Margarita Koczanowa

Personal information
- Nationality: Polish
- Born: 1 February 1999 (age 27) Grodno, Belarus

Sport
- Sport: Athletics
- Event: Middle-distance running

Achievements and titles
- Personal bests: 800m: 1:59.37 (Tokyo, 2025)

Medal record
Women's athletics
Representing Poland
Summer World University Games
| Gold medal – first place | 2021 Chengdu | 4x400m relay |

= Margarita Koczanowa =

Polish athlete (born 1999)

Margarita Koczanowa (born 1 February 1999) is a Polish middle-distance runner. In 2023, she became Polish national indoor 800 metres champion at the Polish Indoor Athletics Championships.

==Early and personal life==
Born in Grodno to a Russian father, her mother's parents are Polish and she spoke the Polish language at home. She obtained a Polish passport in the spring of 2021 and had to forego her Belarusian citizenship. She had left Belarus for Poland to study in Łódź in 2017 before later living with her sister in Kraków.

==Career==
In 2018, she represented Belarus in the 2018 World Athletics U20 Championships in Tampere, Finland and at that time trained with Henryka Blausz. She was later trained by Zbigniew Król and became a member of AZS AWF Kraków. She was selected to represent Poland at the 2021 European Athletics U23 Championships in Tallinn, but while she awaiting the start of the competition in Estonia she was informed that there had been an issue with her paperwork around her nationality change to Poland and was not able to compete.

In February 2023, she became Polish 800 metres champion at the Polish Indoor Athletics Championships in Toruń. That year, Koczanowa made her senior debut in Polish colours, racing at the 2023 European Athletics Indoor Championships in Istanbul, Turkey and the 2023 World Athletics Championships in Budapest, Hungary. She won gold in the 4 x 400 metres relay at the 2021 Summer World University Games held in China in 2023, where she also reached the final of the individual 800 metres.

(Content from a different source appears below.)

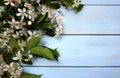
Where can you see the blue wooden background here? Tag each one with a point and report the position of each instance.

From January 2024, she began to be trained by Andrzej Giza, and from March 2025, she began to run under the direction of Aneta Lemiesz. In May 2025, she improved her personal best for the 800 metres to 2:00.87 whilst competing at the Janusz Kusociński Memorial in Chorzów. She then ran at the 2025 Meeting International Mohammed VI d'Athlétisme de Rabat, part of the 2025 Diamond League. Later that month, she ran a new 800 metres personal best of 1:59.94 at the World Athletics Continental Tour Gold meeting in Bydgoszcz.

She set a new personal best at the 2025 Kamila Skolimowska Memorial, in Poland, with a run of 1:59.90 for the 800 metres. She competed in the women's 800 metres at the 2025 World Athletics Championships in Tokyo, Japan, running another personal best of 1:59.37, without advancing to the semi-finals.